There may be no other quarterback that takes more criticism than Romo on a week-to-week basis, but before you go feeling sorry for him, keep in mind that it’s pretty damn good to be Tony Romo. The guy is the quarterback for America’s team, married to a former Miss Missouri, spent quality time with Jessica Simpson and Carrie Underwood, and is a scratch golfer. Perhaps that’s why he is such an easy target. He’s that guy that seemingly has everything, so a part of you is pleased to see him fail at something.
What makes Romo so polarizing is that he’s hard to read, and figuring him out may be easier than diffusing a bomb. From a purely fantasy perspective he has a lot to offer. He has hit double digits this year in every week but one, and he still put up 11 points in that week four meltdown where he threw five picks against the Chicago Bears. In fact, Yahoo is predicting the lowest total he will post in a week for the rest of the season is 16, against the Eagles in early November.
Like a good act in show business though, Romo always leaves you wanting more. He seems like he is leaving points out on the field. In order to truly understand him, you have to watch him closely. If you just look at box scores you will be easily fooled.
Take Sunday’s game against the Ravens for instance. Romo went 25-for-36 with two touchdowns to just one interception, for 261 yards. Looks decent right? Well if you caught the game then you probably know that the interception he threw really cost the Cowboys. Dallas was driving late in the first half and approaching the red zone when Romo was picked by Cary Williams. The Ravens promptly marched down the field and punched it in for what was essentially at least a 10, if not 14 point swing.
Who was at fault for the interception is anyone’s guess. It looked like receiver Kevin Ogletree may have stopped his route, but either way the throw was risky in that situation. If you take away that play, the Cowboys probably win easily and the last second drama could have all been avoided. The miscue with Ogletree was a microcosm of how Romo doesn’t always seem to be fully in sync with his receivers. He doesn’t seem to have the on-the-fly connection like Aaron Rodgers, Eli Manning or Tom Brady does with his receivers.

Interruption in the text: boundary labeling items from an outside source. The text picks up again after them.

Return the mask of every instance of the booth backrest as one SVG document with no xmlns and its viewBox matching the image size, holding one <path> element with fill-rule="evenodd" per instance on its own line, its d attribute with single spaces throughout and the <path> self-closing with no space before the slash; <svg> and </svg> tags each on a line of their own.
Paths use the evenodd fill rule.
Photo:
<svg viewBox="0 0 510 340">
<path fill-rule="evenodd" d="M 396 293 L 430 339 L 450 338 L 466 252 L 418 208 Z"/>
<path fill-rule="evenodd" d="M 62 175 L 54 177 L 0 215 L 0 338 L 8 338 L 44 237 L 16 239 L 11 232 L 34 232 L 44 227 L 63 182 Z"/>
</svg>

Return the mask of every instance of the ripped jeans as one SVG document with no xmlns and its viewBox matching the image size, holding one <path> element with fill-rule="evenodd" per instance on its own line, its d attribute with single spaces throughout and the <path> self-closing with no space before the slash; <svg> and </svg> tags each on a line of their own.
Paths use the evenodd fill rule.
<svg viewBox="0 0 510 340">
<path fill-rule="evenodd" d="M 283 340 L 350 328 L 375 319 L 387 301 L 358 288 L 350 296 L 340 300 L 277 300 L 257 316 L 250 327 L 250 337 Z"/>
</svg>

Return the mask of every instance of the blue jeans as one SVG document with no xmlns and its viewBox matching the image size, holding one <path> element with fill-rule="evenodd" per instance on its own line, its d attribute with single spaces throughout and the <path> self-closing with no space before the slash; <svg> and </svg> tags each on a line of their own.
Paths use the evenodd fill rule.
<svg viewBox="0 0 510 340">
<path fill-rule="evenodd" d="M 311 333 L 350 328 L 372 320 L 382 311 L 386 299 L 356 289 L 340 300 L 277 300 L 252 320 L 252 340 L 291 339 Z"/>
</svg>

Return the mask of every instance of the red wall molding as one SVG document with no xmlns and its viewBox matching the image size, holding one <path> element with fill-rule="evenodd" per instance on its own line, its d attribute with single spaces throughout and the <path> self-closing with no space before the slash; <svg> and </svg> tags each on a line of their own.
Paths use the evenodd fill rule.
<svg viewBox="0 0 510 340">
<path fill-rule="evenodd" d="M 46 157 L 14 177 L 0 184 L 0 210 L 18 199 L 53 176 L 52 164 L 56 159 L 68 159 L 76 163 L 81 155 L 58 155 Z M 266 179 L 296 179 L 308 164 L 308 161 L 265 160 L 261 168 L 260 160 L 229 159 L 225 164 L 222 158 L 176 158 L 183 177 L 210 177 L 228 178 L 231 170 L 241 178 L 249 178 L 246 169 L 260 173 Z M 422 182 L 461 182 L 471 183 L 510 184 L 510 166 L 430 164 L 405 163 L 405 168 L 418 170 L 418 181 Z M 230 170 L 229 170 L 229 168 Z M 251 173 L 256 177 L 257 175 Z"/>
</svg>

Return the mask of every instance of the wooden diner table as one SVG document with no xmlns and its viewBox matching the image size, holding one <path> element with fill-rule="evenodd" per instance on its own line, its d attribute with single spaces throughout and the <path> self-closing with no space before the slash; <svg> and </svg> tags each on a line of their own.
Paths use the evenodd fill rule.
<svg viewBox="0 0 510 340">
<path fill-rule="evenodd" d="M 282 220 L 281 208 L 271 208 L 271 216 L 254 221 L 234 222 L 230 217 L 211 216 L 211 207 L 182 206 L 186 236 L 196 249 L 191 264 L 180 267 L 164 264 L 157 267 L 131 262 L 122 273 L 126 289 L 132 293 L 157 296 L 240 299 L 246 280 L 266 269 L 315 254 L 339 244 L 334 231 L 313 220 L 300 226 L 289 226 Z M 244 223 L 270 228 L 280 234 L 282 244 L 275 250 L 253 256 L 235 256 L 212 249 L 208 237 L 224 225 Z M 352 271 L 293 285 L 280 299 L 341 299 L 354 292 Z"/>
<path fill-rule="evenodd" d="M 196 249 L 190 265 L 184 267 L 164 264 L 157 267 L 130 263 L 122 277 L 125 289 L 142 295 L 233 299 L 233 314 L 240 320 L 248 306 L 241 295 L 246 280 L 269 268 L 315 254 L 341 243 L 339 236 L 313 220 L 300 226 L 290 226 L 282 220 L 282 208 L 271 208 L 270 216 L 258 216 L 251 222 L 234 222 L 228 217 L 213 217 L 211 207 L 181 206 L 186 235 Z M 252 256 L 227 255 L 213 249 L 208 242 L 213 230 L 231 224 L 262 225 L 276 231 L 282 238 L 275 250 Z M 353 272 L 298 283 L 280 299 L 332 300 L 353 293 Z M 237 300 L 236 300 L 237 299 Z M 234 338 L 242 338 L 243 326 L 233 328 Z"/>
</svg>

Remember that early December game last year against the New York Giants? The Cowboys led by 12 with just over five minutes left and looked primed to end the Giants season. All Dallas needed was a first down and they would have virtually assured themselves a division title. Romo overthrew a wide open Miles Austin and the rest is history.
No matter what anyone says, Romo has the talent around him to win. When you have one of the league’s best tight ends over the last ten years in Jason Witten, two quality receivers in Dez Bryant and Austin, and a decent running game, that’s really all you can ask for. Now he does have an average defense, but in a salary cap world you can’t have everything in the NFL. Keep in mind the New England Patriots made the Super Bowl last year with arguably the worst defense of all-time, and I watched the Giants win it with a running game that was dead last in the entire league. And you may remember Tom Brady winning three championships throwing passes to guys like David Givens, Troy Brown, and Christian Fauria. So it can be done.
When you play quarterback you are going to often get too much credit when things are going well and too much blame when things are going poorly. It would be easy to blame Bryant for dropping that two-point conversion or Dan Bailey for missing the winning kick against the Ravens, but Romo needs to do a better job of not letting it come down to that. Many times one negative play is so bad that it cancels out all the good Romo has done throughout the game.
At the end of the day Romo is a very good quarterback, he’s just not great. As fans we have a vision of what an athlete’s career should entail. Burst onto the scene like a house on fire, go through some struggles, overcome adversity and win a championship, and watch ESPN make a 30 for 30 on them. The reality is it doesn’t always happen that way. And hey, if he doesn’t end up leading Dallas to the promise land, it won’t be that bad being on a list with the likes of Jim Kelly, Warren Moon, and Dan Marino will it?